Posted on February 12, 2016 by in The OFI Blog

 

 

Freeman Smithsonian FolkwaysDavid K. Freeman is an intern with Smithsonian Folkways Recordings. Alongside his mentor, Dr. Atesh Sonneborn, Associate Director of the program, they support the mission of maintaining musical and cultural diversity which contributes to the vitality and quality of life throughout the world. This includes:

  • Education: David logs meta data for  lesson plans generated by participants in Smithsonian Folkways Certification Course in World Music Pedagogy that are then made available to teachers as an online educational resource.
  • Acquisitions: David assists with researching, organizing and cataloging contact information, contracts and media involved in completed and current Folkways acquisitions, such as the UNESCO Collection of World Music.
  • Current Catalog: David generates abstracts that are published online that inform the audience about Folkways recordings.
  • Project Submissions: David helps review and process project submissions and recordings by musicians, performers, students and scholars who express interest in working with Smithsonian Folkways.

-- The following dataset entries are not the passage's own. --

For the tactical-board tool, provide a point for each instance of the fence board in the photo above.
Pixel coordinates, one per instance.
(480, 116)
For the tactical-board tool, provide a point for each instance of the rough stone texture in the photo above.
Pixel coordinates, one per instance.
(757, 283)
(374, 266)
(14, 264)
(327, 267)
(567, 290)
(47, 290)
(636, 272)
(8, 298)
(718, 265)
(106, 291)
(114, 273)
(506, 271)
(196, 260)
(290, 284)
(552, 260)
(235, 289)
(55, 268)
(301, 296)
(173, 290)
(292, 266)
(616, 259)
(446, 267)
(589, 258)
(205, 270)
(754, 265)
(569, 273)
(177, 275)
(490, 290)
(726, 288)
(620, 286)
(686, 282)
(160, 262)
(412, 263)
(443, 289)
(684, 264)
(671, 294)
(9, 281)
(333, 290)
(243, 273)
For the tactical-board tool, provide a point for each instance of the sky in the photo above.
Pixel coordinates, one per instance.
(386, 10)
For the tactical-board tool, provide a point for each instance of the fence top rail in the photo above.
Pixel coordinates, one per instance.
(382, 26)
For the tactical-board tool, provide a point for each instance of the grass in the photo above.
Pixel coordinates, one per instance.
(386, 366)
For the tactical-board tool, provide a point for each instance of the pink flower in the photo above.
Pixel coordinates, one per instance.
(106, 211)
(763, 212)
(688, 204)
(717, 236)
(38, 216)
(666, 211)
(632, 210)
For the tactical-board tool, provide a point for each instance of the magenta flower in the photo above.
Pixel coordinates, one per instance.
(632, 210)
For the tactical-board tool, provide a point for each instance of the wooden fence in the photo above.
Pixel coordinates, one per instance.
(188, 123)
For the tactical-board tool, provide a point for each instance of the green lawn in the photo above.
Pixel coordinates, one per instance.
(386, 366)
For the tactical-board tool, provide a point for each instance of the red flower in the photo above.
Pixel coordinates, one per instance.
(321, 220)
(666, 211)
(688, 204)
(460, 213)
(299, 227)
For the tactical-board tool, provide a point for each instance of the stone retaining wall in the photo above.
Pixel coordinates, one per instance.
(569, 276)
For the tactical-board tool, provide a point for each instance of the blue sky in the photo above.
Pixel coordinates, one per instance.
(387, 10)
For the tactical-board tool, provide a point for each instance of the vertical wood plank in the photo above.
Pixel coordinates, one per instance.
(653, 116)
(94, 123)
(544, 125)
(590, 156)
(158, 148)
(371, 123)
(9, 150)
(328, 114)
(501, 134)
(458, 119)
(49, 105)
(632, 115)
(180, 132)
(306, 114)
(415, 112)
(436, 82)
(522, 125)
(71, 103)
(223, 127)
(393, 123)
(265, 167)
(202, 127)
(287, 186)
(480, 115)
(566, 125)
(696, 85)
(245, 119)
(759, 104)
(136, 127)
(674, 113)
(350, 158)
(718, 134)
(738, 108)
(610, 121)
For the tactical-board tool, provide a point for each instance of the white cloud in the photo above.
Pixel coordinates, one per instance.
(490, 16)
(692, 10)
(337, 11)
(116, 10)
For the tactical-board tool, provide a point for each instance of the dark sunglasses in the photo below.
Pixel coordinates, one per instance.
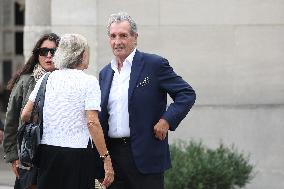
(44, 51)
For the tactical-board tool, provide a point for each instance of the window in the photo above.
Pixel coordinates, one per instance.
(19, 14)
(19, 43)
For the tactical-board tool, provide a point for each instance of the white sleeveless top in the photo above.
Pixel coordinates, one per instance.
(69, 92)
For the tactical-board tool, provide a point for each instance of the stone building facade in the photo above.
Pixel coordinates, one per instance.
(231, 51)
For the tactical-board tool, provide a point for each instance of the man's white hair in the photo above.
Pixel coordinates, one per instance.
(69, 53)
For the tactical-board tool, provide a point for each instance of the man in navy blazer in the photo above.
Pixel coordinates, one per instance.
(134, 112)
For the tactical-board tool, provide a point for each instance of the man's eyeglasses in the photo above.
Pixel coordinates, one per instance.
(44, 51)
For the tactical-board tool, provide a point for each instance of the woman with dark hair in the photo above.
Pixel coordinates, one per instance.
(21, 85)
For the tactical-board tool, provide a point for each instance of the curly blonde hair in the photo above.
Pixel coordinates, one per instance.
(69, 53)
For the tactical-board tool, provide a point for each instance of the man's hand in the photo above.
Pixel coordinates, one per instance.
(161, 129)
(1, 136)
(15, 167)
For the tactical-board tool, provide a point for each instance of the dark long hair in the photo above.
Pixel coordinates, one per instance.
(28, 67)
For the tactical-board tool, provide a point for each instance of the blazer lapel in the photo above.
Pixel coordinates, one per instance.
(136, 69)
(106, 84)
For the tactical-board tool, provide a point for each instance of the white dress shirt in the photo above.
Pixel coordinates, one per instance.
(118, 99)
(69, 93)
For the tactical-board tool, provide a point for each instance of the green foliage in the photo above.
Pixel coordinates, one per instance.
(197, 167)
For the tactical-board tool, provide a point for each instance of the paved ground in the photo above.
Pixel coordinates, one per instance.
(6, 175)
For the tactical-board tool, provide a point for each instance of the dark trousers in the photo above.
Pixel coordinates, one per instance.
(127, 175)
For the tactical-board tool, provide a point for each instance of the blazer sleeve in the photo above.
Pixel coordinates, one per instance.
(12, 122)
(179, 90)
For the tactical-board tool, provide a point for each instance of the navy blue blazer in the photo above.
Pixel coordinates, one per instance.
(151, 79)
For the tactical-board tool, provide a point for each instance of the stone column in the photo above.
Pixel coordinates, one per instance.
(37, 22)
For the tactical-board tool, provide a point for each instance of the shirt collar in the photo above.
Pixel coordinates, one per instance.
(127, 62)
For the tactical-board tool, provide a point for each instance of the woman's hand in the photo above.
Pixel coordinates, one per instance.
(109, 173)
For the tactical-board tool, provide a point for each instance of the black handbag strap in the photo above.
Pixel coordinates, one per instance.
(39, 102)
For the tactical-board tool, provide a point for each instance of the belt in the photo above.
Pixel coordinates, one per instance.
(123, 140)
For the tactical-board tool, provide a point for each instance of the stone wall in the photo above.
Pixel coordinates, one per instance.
(230, 51)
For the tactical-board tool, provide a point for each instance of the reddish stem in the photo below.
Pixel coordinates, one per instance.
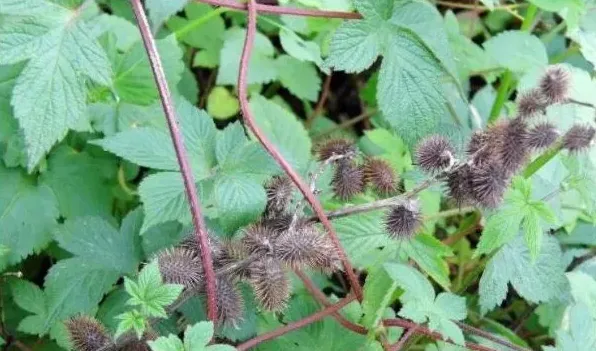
(181, 155)
(296, 325)
(423, 330)
(404, 339)
(283, 10)
(322, 299)
(272, 150)
(482, 333)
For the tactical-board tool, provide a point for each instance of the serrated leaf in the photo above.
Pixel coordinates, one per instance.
(167, 343)
(378, 291)
(517, 51)
(283, 129)
(409, 90)
(75, 286)
(28, 296)
(99, 243)
(80, 182)
(196, 337)
(419, 302)
(239, 200)
(159, 10)
(49, 96)
(354, 47)
(21, 233)
(300, 78)
(536, 280)
(261, 68)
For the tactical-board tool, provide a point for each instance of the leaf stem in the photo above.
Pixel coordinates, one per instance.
(181, 156)
(194, 24)
(277, 156)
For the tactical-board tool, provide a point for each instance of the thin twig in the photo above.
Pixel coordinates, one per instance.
(181, 155)
(404, 339)
(322, 299)
(283, 10)
(272, 150)
(486, 335)
(425, 331)
(350, 122)
(324, 94)
(296, 325)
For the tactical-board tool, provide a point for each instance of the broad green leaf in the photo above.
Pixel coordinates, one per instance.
(410, 93)
(378, 293)
(133, 80)
(355, 46)
(27, 215)
(49, 95)
(518, 51)
(80, 182)
(221, 104)
(75, 285)
(99, 243)
(300, 78)
(261, 68)
(159, 11)
(167, 343)
(239, 200)
(282, 129)
(28, 296)
(203, 28)
(419, 302)
(536, 280)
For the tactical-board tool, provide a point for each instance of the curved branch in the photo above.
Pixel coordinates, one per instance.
(283, 10)
(272, 150)
(296, 325)
(181, 156)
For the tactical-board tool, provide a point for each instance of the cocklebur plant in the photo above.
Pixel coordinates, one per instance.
(358, 202)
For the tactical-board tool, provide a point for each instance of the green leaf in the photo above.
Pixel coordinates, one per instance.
(579, 334)
(28, 296)
(134, 82)
(75, 285)
(378, 293)
(518, 51)
(261, 68)
(354, 47)
(99, 243)
(22, 232)
(159, 11)
(80, 182)
(196, 337)
(167, 343)
(239, 200)
(221, 104)
(131, 320)
(150, 293)
(419, 302)
(203, 28)
(283, 129)
(49, 96)
(536, 280)
(300, 49)
(153, 148)
(300, 78)
(410, 93)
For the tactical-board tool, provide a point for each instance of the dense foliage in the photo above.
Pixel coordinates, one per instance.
(449, 142)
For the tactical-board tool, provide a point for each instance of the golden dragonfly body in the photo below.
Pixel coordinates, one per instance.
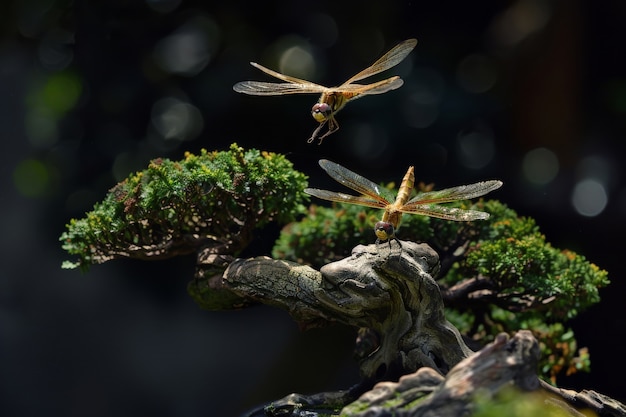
(332, 99)
(426, 203)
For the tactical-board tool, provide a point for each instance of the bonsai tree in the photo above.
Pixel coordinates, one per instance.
(507, 292)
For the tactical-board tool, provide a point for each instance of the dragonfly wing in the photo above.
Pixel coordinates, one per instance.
(375, 88)
(344, 198)
(260, 88)
(447, 213)
(356, 182)
(461, 192)
(287, 78)
(390, 59)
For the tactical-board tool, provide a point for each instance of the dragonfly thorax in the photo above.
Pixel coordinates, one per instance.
(321, 111)
(384, 231)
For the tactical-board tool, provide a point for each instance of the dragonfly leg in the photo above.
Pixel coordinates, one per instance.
(316, 132)
(333, 126)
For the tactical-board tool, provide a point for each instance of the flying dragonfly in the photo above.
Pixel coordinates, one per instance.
(426, 203)
(332, 99)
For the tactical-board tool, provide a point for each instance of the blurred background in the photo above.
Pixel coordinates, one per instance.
(532, 92)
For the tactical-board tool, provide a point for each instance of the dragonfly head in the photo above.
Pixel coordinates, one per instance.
(384, 231)
(321, 112)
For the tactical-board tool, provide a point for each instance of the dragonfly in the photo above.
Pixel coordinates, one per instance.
(425, 203)
(332, 99)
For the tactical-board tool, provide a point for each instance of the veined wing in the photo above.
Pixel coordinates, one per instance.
(390, 59)
(287, 78)
(260, 88)
(461, 192)
(293, 85)
(346, 198)
(356, 182)
(446, 213)
(379, 87)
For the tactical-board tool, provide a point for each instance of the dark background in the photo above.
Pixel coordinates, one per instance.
(90, 91)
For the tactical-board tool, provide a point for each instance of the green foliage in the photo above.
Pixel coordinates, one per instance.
(212, 200)
(497, 275)
(513, 402)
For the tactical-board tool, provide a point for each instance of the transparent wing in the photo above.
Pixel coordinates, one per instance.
(379, 87)
(447, 213)
(287, 78)
(462, 192)
(346, 198)
(356, 182)
(293, 85)
(259, 88)
(390, 59)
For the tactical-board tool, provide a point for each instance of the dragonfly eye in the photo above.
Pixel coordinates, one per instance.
(321, 111)
(384, 231)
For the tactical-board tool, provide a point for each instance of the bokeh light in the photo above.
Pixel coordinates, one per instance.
(175, 119)
(540, 166)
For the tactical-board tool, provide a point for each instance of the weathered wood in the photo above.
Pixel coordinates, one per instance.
(388, 292)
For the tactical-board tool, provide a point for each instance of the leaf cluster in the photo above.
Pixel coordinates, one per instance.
(496, 275)
(214, 199)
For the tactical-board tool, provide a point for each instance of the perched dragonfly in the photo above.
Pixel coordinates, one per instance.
(332, 99)
(426, 203)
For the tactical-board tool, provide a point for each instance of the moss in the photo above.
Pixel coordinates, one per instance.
(523, 281)
(213, 200)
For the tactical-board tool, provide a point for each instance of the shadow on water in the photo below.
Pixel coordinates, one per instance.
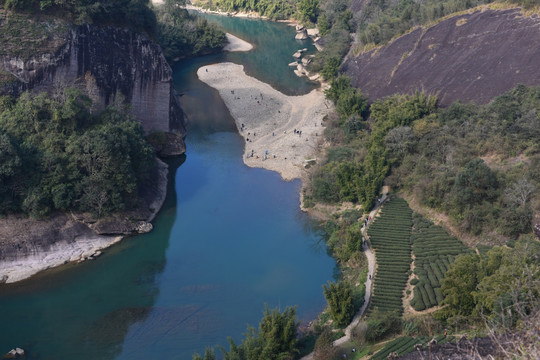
(86, 311)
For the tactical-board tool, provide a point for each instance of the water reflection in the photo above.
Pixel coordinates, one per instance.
(85, 311)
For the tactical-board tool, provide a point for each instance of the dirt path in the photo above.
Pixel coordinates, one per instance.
(369, 281)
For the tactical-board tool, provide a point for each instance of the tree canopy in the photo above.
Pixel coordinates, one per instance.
(59, 156)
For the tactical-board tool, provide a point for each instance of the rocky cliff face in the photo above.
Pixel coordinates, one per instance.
(28, 246)
(108, 63)
(470, 57)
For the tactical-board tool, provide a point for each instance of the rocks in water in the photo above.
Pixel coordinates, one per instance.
(144, 227)
(301, 35)
(16, 353)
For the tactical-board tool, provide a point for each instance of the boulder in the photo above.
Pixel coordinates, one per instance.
(16, 353)
(313, 32)
(301, 35)
(144, 227)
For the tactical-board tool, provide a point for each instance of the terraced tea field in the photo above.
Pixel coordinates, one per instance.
(389, 235)
(434, 251)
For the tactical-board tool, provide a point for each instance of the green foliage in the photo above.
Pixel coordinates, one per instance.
(381, 325)
(446, 171)
(308, 10)
(360, 180)
(434, 251)
(331, 68)
(275, 10)
(493, 283)
(274, 340)
(131, 13)
(389, 235)
(339, 297)
(324, 346)
(474, 184)
(58, 156)
(435, 154)
(182, 35)
(405, 345)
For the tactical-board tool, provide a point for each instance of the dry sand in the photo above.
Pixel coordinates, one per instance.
(270, 119)
(236, 44)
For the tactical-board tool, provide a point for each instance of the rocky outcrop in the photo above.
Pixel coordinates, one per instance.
(28, 246)
(470, 57)
(109, 63)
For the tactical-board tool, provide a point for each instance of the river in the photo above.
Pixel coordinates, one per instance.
(228, 240)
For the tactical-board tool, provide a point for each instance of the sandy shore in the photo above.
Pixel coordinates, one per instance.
(270, 119)
(236, 44)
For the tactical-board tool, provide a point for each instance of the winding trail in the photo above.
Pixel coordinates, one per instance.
(369, 281)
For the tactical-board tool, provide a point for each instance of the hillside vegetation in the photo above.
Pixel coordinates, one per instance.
(56, 155)
(36, 26)
(478, 164)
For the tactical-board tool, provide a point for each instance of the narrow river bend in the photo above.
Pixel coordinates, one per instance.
(228, 240)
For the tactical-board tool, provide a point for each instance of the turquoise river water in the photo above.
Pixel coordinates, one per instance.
(228, 240)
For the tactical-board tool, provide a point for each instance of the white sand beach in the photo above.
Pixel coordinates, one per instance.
(236, 44)
(281, 132)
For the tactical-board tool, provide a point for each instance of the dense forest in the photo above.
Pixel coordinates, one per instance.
(56, 155)
(479, 164)
(180, 34)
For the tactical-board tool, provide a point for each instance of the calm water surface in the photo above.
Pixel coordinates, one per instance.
(228, 240)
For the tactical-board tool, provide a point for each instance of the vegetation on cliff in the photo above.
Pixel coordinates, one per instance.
(56, 155)
(182, 35)
(479, 164)
(135, 14)
(37, 26)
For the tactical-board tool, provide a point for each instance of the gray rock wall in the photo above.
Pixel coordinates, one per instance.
(107, 62)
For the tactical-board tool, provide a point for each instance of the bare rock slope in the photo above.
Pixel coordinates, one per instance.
(107, 62)
(469, 57)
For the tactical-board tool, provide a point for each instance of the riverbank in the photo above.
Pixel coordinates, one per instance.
(252, 15)
(28, 246)
(236, 44)
(282, 133)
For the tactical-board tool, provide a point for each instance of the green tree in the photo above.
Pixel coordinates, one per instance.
(324, 346)
(339, 297)
(274, 340)
(460, 283)
(474, 184)
(309, 10)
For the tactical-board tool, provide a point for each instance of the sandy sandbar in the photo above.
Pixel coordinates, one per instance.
(270, 122)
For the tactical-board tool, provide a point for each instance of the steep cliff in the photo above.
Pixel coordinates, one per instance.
(470, 57)
(109, 63)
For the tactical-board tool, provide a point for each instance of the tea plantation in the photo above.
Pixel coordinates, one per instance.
(434, 250)
(389, 235)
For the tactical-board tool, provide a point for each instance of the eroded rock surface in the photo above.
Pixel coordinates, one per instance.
(470, 57)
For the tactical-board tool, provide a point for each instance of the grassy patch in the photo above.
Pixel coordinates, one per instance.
(24, 36)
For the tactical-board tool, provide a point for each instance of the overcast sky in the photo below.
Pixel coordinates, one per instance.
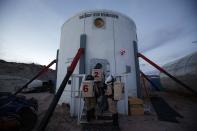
(30, 29)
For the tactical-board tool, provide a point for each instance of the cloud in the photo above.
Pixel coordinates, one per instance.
(162, 36)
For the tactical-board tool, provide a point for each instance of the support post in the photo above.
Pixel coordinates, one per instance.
(57, 96)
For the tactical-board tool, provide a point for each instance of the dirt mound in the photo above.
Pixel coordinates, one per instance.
(13, 75)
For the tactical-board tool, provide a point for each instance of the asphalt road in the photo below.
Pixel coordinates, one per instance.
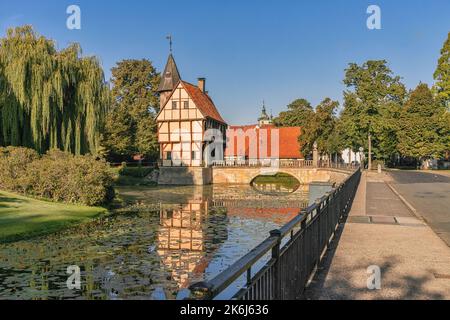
(429, 194)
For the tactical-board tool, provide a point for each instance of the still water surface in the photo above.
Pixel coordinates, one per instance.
(161, 241)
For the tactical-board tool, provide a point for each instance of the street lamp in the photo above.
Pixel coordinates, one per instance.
(361, 156)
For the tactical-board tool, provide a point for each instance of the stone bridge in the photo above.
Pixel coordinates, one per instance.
(245, 175)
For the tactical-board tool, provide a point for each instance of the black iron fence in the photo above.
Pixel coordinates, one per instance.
(295, 252)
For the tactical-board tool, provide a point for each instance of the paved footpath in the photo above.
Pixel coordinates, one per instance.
(382, 230)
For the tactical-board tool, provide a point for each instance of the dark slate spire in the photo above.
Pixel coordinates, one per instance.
(170, 77)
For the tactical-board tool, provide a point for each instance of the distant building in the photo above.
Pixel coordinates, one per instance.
(186, 112)
(259, 143)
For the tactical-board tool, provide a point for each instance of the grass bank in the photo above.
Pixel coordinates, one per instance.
(23, 218)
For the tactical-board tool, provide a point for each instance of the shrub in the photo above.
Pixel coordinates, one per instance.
(59, 176)
(136, 172)
(13, 164)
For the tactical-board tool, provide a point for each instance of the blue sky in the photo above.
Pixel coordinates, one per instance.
(250, 50)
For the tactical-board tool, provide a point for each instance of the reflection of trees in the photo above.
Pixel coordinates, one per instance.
(184, 238)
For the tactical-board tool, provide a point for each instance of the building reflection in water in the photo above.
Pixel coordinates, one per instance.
(183, 236)
(190, 234)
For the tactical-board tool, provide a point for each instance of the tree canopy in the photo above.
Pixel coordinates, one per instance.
(423, 132)
(321, 128)
(49, 98)
(372, 104)
(442, 73)
(298, 114)
(130, 124)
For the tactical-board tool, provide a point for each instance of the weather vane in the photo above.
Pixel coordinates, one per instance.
(169, 37)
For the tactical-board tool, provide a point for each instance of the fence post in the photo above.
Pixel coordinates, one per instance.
(276, 257)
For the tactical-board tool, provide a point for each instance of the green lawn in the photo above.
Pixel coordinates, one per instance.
(22, 217)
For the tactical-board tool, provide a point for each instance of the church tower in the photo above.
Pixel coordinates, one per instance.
(264, 119)
(169, 80)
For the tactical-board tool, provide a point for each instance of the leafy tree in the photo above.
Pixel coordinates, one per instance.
(321, 127)
(299, 113)
(423, 131)
(371, 106)
(130, 125)
(442, 74)
(48, 98)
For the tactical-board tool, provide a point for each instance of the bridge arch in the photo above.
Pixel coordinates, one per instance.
(245, 175)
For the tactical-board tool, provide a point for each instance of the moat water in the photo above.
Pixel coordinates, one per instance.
(158, 243)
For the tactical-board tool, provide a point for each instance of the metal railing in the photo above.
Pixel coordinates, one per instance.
(295, 252)
(281, 163)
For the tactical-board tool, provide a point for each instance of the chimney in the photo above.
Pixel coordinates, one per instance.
(201, 84)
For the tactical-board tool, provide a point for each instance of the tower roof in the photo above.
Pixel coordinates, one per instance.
(170, 77)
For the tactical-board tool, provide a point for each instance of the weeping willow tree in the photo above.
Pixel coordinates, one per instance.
(48, 98)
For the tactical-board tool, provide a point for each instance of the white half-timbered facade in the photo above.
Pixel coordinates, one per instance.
(186, 113)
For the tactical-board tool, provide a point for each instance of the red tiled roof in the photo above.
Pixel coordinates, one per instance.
(289, 147)
(203, 102)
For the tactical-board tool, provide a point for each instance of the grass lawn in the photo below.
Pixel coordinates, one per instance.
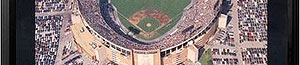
(148, 20)
(205, 58)
(173, 8)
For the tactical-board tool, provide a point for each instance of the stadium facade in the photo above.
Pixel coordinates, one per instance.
(120, 48)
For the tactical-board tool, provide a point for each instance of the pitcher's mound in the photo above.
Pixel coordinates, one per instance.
(148, 24)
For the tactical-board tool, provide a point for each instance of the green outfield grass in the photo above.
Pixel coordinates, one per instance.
(173, 8)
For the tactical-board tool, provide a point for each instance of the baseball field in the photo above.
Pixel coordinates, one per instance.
(152, 17)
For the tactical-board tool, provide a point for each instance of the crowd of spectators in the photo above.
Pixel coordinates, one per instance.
(47, 33)
(254, 56)
(224, 61)
(218, 51)
(252, 16)
(225, 37)
(97, 14)
(49, 5)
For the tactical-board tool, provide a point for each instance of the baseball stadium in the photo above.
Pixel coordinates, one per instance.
(147, 32)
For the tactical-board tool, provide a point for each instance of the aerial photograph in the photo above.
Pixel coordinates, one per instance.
(151, 32)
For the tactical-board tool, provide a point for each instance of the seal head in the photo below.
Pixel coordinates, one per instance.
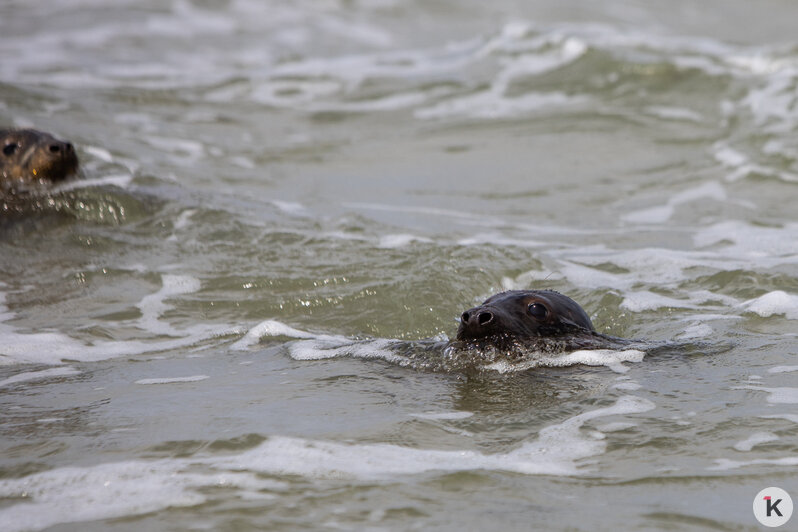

In summary, David’s participation in and support of Folkways educational programming, acquisitions and archiving reinforces this mission by maintaining multiple entry points of learning and engagement for the audiences of today and for generations to come.

A percussionist, composer, and educator based in Brooklyn, David has traveled extensively to study music, including in the Dominican Republic and India. His work is infused with a passion for jazz, world, and folk music traditions. David holds a Bachelor of Science degree from Rutgers University and has been an artist-in-residence at Banff Arts Center, Makor, Omi International Arts Center, LABA Arts at the 14th Street Y and the Six Points/Asylum International Artists Retreat. He is a recipient of the Jubilation Foundation/Tides Foundation Fellowship Award, Geraldine R. Dodge Fellowship, the NJSCA Folk Arts Apprenticeship Award, Asylum Small Arts Grant and the ROI Schusterman Foundation Micro Grant. As a teaching artist, David has been serving at risk youth in underserved communities and juvenile detention centers since 2001 facilitating hand drum workshops with the State of New Jersey’s Middlesex County Division of Youth Services and Arts to Grow. David is currently earning a masters degree in Experiential Education/Jewish Culture and Arts through the George Washington University Graduate School of Education and Human Development.